On the next step, see if the name you have in this file matches strBase + the letter A (or B or C or whatever, you can set up another string thing to predict the next expected name if they are that predictable...) If it does, you just update strPictures.

Now if you see a name that looks like it must be a new "base" name 'cause it doesn't partially match the previous base, you could do whatever you were going to do with strPictures before you add in the new name. Like append it to your table or update something. Then erase the strPictures string and load the new strBase name.

When you reach the end of the loop, if you have not emptied strPictures one last time, you have to remember to do that, but otherwise you are done in only one file search.

My way of thinking is, if you let the table drive the algorithm, the repeated directory search is gonna eat your socks. But if the potential strICN happens to match the strBase contents and is also a key in the table, you could do the loop across the results of a single file search and use strBase to select the record you wanted to update using keys - a much faster item to consider. Not only that, but if I read correctly what you were trying to do, my suggested loop only updates when you find a name not consistent with previous name sequences - so you don't have to touch the DB that often, either. Does that make sense in your context? Even if that is not exactly right, look at rethinking what it is that will drive the outermost loop. You want the fastest thing INSIDE the nested loop structure and the slowest thing OUTSIDE the inner parts of the loop.
 
Icn

Thanks, Doc. Sorry for not being more elaborative...first post for me....
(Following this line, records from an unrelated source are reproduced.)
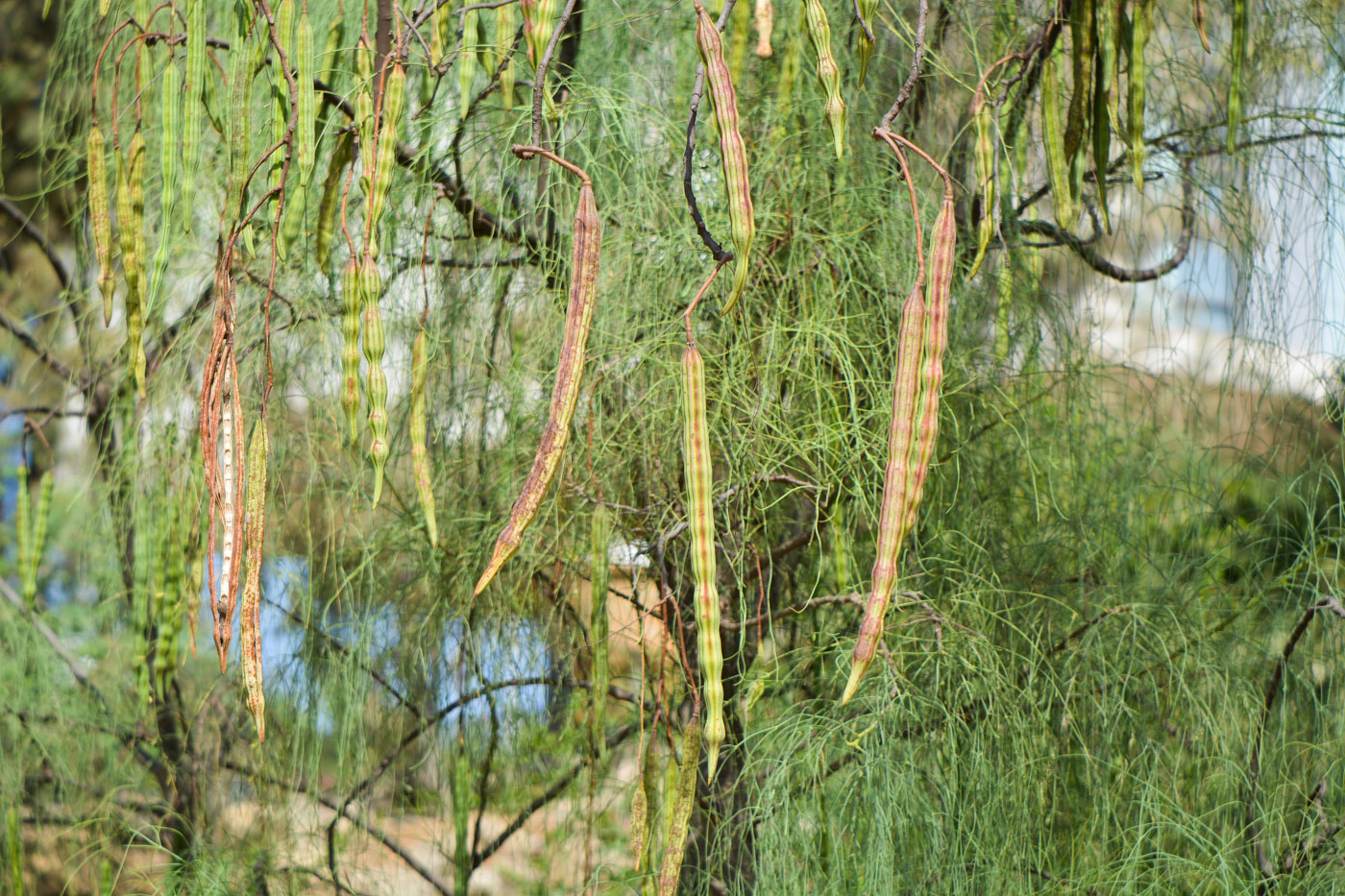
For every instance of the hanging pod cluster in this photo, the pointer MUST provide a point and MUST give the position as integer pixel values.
(255, 532)
(419, 430)
(31, 530)
(569, 372)
(829, 73)
(732, 150)
(915, 413)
The strICN is merely our inventory number. You can think of it as the primary index for the table. The table is being exported to a text file line by line in a specific order. Each record includes a value not stored in any table, the strPictures variable, which needs to be generated based on the number of files in the networked directory at the time of the export. The speed issue is definately with the filesearch, not the if/then conditions to generate strPictures. What I really need to know is just the number of pictures that exist for each base, as you stated, but it has to be done in the order of the export and not in the order the pictures exist on the server. At least for my thought process it must. I'm still pretty new to this and quite limited in the ability to change any table structure. That's why I thought I could somehow store the filesearch in memory and work with it there rather than doing a filesearch for each item as it's exported. I appreciate any suggestions you might have.